You hear things like... "Just keeping you informed like you asked me to do.". Or, "Let me summarize that and send it in an email." You can just picture them pulling out their mid-year reviews. Reading the advice they were given to do just those things. Smacking their foreheads and saying "Oh shit!". You know they haven't looked at that review in the six months since they met with their manager. They've also ignored the verbal reminders in between. But now this review is going to get a number on it. A very important number.
Performance reviews are about measuring performance against expectations and working to maximize their performance. It's a win-win with challenging work asisgnments, promotions, bonuses and raises for employees and good results for the company. Which in turn allows them to reward and recognize their valuable employees. It's like the business version of the Circle of Life. Everybody is happy.
Some of them don't get it though. They think performance review is a process intended solely to spit out a number that gets them either a good or bad raise. They don't see the connection between their actions all year long and that number. These are the ones that put in the eleventh hour effort.

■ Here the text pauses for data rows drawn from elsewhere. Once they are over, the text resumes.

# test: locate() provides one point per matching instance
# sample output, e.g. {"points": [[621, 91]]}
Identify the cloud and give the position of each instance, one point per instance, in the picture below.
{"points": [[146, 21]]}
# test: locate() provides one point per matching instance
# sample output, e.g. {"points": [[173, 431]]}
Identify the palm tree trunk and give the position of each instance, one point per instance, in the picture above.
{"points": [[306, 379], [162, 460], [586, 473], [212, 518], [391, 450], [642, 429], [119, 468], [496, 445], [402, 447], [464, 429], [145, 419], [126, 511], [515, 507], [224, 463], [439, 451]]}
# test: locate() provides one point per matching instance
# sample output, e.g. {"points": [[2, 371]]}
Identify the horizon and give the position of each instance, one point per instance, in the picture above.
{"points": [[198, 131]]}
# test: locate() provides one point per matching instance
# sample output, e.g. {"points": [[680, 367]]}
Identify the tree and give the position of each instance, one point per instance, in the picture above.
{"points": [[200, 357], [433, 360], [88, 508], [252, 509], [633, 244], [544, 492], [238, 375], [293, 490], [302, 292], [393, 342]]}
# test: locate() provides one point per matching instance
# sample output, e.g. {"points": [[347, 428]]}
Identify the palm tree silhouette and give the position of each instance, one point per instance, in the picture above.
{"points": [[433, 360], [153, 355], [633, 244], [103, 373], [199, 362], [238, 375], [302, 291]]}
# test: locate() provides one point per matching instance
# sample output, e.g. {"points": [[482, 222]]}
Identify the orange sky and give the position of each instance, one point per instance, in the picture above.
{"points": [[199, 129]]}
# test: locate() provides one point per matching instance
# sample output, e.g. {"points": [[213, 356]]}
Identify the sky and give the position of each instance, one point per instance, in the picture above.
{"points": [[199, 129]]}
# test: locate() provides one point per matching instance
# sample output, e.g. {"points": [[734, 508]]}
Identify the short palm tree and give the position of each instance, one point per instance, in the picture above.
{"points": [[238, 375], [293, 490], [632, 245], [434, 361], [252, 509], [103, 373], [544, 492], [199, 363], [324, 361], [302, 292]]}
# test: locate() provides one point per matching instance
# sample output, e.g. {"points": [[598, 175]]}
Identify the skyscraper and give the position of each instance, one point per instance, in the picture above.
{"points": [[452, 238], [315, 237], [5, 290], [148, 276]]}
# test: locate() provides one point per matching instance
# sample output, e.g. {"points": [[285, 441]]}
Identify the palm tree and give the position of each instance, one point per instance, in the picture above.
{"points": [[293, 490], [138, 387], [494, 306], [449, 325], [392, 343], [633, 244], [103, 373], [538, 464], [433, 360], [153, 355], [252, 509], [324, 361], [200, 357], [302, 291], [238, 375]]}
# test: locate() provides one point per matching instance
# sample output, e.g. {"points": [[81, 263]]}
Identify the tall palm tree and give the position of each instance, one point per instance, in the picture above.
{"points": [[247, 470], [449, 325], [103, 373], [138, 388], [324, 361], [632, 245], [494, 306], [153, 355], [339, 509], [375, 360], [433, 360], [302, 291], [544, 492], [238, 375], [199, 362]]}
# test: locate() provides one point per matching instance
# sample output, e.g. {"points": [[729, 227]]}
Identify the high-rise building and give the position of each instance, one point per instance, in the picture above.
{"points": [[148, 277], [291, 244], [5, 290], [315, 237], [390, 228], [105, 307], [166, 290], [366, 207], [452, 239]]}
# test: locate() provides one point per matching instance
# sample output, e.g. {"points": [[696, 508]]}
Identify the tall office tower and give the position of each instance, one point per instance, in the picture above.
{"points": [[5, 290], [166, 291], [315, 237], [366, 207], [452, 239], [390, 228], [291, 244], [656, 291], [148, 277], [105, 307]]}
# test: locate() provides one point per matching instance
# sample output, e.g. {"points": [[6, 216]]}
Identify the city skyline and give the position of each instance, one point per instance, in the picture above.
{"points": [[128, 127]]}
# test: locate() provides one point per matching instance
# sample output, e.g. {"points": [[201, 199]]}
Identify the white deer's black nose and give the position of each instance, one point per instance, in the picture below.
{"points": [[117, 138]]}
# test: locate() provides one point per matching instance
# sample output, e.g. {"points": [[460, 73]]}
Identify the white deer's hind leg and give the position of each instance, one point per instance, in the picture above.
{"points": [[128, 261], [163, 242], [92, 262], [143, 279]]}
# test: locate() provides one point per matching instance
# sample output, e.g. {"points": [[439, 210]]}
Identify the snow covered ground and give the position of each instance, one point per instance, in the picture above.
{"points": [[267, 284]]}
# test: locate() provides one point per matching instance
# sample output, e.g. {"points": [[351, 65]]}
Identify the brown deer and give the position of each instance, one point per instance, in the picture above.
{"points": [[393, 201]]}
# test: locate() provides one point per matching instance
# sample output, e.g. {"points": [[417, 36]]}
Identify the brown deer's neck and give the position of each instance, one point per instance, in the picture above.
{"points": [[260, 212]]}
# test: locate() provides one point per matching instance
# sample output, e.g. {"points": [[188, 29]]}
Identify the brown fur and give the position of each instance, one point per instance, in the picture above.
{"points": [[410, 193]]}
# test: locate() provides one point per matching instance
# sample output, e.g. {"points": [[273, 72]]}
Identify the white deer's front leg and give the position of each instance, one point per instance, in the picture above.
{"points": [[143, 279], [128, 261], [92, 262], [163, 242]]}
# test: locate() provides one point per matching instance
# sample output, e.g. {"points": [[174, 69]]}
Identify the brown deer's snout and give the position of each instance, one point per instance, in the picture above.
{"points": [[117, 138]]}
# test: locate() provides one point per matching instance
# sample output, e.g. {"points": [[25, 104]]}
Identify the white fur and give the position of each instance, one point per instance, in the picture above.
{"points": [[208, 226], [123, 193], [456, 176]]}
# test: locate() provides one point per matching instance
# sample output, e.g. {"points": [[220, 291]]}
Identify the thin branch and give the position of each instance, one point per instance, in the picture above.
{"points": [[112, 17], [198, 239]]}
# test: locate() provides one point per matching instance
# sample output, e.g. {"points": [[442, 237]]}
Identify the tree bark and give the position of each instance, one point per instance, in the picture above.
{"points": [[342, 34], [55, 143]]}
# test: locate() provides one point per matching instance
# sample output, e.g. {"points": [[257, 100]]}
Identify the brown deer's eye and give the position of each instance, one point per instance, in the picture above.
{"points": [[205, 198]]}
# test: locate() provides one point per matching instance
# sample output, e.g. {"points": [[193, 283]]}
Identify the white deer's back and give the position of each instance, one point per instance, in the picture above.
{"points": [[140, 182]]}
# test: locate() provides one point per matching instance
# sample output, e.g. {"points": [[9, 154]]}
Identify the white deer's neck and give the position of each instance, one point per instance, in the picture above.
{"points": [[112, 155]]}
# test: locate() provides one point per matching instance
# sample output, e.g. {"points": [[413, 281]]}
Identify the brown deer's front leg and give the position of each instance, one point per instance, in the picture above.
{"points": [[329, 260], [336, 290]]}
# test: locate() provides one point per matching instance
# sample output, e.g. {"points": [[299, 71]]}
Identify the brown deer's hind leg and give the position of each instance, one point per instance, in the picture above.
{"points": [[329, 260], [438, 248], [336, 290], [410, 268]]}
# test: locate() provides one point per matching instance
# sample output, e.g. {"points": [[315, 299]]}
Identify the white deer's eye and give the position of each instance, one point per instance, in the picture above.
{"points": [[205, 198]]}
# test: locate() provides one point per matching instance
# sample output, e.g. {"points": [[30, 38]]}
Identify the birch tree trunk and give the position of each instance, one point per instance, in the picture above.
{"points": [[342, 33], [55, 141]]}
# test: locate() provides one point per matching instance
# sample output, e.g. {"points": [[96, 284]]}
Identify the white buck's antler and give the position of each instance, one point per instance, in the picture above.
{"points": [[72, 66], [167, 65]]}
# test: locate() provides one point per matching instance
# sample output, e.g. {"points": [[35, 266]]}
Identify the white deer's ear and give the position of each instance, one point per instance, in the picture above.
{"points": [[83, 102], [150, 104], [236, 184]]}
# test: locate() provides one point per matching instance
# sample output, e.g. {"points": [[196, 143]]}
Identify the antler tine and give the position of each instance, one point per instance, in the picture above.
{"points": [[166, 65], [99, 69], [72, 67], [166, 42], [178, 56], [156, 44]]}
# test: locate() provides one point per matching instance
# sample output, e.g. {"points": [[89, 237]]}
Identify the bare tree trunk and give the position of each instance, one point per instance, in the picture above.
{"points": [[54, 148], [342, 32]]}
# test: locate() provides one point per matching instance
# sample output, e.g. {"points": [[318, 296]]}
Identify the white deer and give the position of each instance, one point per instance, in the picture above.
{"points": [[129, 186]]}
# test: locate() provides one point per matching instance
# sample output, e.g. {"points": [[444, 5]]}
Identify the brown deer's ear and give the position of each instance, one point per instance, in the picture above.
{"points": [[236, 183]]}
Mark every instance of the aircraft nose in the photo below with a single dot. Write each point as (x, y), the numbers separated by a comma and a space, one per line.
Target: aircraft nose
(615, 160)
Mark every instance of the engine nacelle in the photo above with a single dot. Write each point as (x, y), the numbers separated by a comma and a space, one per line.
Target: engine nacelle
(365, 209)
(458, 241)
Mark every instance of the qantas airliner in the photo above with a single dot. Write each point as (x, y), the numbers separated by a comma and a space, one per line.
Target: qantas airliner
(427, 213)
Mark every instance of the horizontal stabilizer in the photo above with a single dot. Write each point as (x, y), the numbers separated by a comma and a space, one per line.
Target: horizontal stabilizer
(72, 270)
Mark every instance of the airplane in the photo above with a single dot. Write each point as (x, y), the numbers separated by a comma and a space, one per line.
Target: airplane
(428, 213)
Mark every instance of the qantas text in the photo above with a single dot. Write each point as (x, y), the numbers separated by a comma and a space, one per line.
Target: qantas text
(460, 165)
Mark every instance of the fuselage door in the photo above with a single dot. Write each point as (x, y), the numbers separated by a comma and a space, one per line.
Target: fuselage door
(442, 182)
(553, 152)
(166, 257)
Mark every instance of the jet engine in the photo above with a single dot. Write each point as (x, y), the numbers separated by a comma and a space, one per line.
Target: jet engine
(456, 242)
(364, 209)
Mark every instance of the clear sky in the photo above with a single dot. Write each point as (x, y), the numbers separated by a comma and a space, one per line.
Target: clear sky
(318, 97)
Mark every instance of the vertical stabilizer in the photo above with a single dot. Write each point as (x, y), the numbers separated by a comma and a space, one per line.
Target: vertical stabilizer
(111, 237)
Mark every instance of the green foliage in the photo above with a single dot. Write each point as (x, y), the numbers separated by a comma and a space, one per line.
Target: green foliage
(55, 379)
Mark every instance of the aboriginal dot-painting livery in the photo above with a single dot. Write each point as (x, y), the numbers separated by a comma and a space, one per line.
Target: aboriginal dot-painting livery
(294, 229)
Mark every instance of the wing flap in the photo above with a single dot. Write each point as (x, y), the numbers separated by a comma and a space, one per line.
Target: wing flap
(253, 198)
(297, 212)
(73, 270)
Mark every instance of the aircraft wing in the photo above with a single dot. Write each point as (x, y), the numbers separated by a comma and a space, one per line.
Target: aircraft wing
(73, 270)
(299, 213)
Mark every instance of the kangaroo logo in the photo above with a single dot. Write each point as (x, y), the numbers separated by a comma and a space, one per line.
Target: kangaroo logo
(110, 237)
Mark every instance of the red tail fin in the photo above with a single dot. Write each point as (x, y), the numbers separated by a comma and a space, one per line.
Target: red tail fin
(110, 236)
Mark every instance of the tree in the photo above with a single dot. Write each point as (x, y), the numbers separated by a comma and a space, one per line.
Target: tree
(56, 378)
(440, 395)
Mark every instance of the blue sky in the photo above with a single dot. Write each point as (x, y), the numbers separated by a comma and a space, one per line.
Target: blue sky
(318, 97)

Oh those people in the background you see? The ones continuing on with their hard work and dedication while the moaners and complainers moan and complain? Those are the good employees. The ones that give the same performance level all twelve months of the year. They take pride in their work and naturally seek to learn, grow and contribute. Good companies see, recognize and reward that. They aren't intimidated by the whiners and they aren't fooled by the last minute Marthas.
Mar 2, 2010
I got multiple, excited, text messages from my cousin Bonnie last night. She has, after years and years of searching, found a hat that looks good on her. This may seem trivial to all of you but let me tell you that it was something we all thought would never happen. Watching Bonnie try on hats is one of the highlights of any trip to the mall. She just can't pull it off. It's really sort of sad. It's the shape of her head or something.
So, what was this hat? A wide brimmed straw hat? A beret? A cap? No, no and no. She reports that it's a German mountaineering hat, complete with pheasant plumes. Hahahahahaha. I'll believe it when I see it.
In other news.... Went out to dinner with the husband and son. As we were driving back I got three phone calls to my cell, listing my home number on the caller ID. Nobody was home! We were all in the car. Every time I picked the phone up all I heard was silence. It was freaking me out. Who was in my house and why were they calling me?
Finally my sister called me. She had been making the calls from her house using an IPhone app on her daughter's phone called "Bluff my Call". You change your caller ID number to any one you want. I have tried and tried to think of a constructive, useful purpose for this app. All I can come up with are evil and devious uses.
And finally this. The sun has indeed returned to Michigan. Can good moods and fresh perspectives be far behind?